Missing Data Implementation

This page describes the current method that VisIt uses to handle missing data values. Various I/O libraries are able to annotate arrays with a special value that indicates missing data. When the special missing data value appears in a data array, the client code that processes the data is supposed to ignore the missing data values. VisIt removes missing data values from the visualization so they are not drawn.

Representing missing data

The missing data value has various names depending on the I/O library that was used. The NETCDF convention for missing data seems to bleed into some other libraries such as HDF4/5 and so we will examine the convention here. For more information, see NETCDF attribute conventions. To paraphrase, there are a few different attributes present on a variable that can be used to represent missing data.
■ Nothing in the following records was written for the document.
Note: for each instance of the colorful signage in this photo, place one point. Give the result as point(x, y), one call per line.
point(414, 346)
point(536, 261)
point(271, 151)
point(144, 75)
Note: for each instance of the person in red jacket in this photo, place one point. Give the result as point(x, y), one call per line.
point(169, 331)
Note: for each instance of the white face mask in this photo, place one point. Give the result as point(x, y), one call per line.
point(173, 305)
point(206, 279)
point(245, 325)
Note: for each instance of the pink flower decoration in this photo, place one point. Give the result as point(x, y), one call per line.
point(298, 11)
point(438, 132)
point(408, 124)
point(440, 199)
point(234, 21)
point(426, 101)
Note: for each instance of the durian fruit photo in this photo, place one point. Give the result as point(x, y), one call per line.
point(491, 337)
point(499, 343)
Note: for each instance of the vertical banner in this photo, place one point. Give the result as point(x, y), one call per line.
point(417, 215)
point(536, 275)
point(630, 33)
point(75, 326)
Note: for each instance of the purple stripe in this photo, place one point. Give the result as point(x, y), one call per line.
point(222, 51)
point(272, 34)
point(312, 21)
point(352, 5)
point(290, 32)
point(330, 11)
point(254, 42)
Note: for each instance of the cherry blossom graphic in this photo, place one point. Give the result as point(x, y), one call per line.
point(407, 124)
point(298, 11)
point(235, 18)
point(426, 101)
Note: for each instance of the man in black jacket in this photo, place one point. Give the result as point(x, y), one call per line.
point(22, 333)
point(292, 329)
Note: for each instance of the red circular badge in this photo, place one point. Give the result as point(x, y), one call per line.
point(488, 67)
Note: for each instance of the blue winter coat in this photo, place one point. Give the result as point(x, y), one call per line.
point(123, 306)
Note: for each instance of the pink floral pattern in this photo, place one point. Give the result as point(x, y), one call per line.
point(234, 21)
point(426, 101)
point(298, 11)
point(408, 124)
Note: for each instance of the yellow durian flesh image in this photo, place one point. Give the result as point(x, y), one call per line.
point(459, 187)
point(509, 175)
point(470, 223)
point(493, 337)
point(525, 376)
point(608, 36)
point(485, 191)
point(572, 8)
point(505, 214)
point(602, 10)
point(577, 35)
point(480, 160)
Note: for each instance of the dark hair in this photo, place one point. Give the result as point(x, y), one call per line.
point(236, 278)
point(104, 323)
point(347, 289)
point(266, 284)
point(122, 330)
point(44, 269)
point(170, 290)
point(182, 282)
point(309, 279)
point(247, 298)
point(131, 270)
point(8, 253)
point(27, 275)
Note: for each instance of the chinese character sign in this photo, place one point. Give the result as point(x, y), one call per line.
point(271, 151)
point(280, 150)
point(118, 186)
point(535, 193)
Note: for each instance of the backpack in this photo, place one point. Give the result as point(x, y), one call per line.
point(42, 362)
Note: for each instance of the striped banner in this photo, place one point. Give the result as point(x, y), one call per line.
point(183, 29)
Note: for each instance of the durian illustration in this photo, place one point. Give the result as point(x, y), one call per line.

  • _FillValue : The value that was written to the array where no other data values were written.
  • missing_value : The value that represents missing data.
  • valid_min : Every value in the array below valid_min's value is missing data.
  • valid_max : Every value in the array above valid_max's value is missing data.
  • valid_range : Every value outside of the specified range is missing data.

Exposing missing data

In order to expose the various missing data values to VisIt so they can be used, we add some new fields to the avtScalarMetaData object. These fields are populated in a reader's PopulateDatabaseMetaData method using the missing data attributes for each variable. Variables with no missing data can indicate MissingData_None to tell VisIt that no missing data was detected, though this is the default behavior for scalar variables.

 typedef enum { 
    MissingData_None,
    MissingData_Value,
    MissingData_Valid_Min, 
    MissingData_Valid_Max,
    MissingData_Valid_Range
 } MissingData;

 MissingData missingDataType;
 double      missingData[2];

The MissingData_Value, MissingData_Valid_Min, MissingData_Valid_Max cases would each store a single value into the missingData[0] storage location. The MissingData_Valid_Range case would store both the min and max range values into the missingData array.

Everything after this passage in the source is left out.